Grazie ai suoi rapporti amichevoli con Ernst Niekisch e ai suoi contributi regolari alla rivista Widerstand di Niekisch, Jünger si avvicinò al nazionalbolscevismo. Il rifiuto dell'Occidente e la richiesta di un'alleanza con l'Unione Sovietica, l'anticapitalismo e il socialismo prussiano influenzarono la sua concezione del grande saggio L'operaio tra il 1930 e il 1932. Niekisch vide quindi in Jünger uno dei più importanti rappresentanti del nazional-bolscevismo, mentre Jünger resistette cautamente a questa appropriazione[54]. Per Jan Robert Weber, fu l'implicazione nazional-bolscevica dell'Operaio a rendere impossibile per Jünger professare il suo sostegno a Hitler nel 1933. Poiché era considerato uno dei capi del nazional-bolscevismo politicamente fallito, non doveva tradire i compagni e anche il proprio lavoro a favore di una carriera nello Stato nazista.

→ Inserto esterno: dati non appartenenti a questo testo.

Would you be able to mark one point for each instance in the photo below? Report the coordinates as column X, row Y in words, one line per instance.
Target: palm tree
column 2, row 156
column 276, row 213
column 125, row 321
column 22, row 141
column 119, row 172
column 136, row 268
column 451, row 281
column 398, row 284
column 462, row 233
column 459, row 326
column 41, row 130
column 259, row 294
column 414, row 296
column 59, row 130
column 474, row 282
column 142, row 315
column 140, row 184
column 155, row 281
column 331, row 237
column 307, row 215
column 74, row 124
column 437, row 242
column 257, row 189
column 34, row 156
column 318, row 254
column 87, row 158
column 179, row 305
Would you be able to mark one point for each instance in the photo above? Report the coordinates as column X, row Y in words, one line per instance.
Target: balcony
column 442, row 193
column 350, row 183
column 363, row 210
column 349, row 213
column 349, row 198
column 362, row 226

Tuttavia, Jünger non si unì alla resistenza politica dei nazional-bolscevisti intorno a Niekisch contro il nazionalsocialismo, ma si ritirò nella posizione di figura solitaria[55].

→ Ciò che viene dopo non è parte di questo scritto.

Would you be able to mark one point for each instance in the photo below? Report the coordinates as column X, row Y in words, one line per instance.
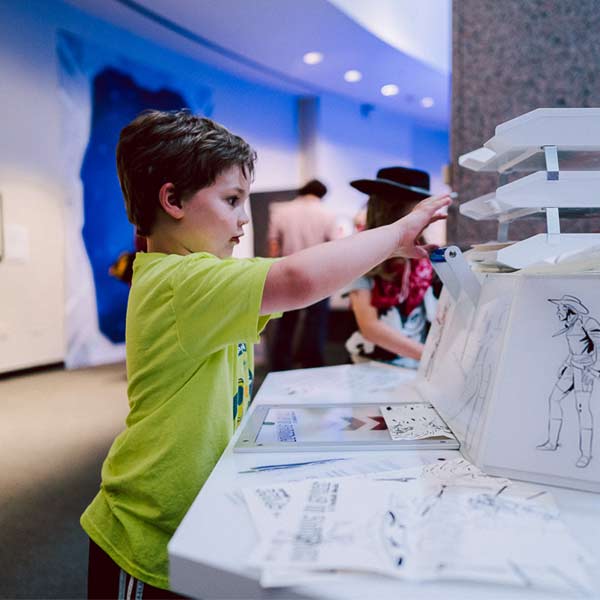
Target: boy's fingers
column 436, row 202
column 438, row 218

Nel 1929, in risposta a un articolo di Jünger sul Das Tage-Buch della sinistra liberale, in cui Jünger aveva dichiarato che l'antisemitismo non era "una questione di natura essenziale" per il "nuovo nazionalismo" e che il nazionalsocialismo aveva dimostrato di far parte dell'ordine borghese accettando un percorso improntato alla legalità, l'Angriff, il cui direttore era Joseph Goebbels, rispose: "Non discutiamo con i rinnegati che ci deridono su sporchi giornali dei traditori ebrei. Il signor Jünger, tuttavia, è finito per noi"[56]. Nel 1930 il drammaturgo espressionista Arnolt Bronnen tentò di riconciliare Jünger con Goebbels[24]. Nei suoi diari, Goebbels annotò: "gli facemmo ponti d'oro, che lui rifiutò sempre di attraversare".[57]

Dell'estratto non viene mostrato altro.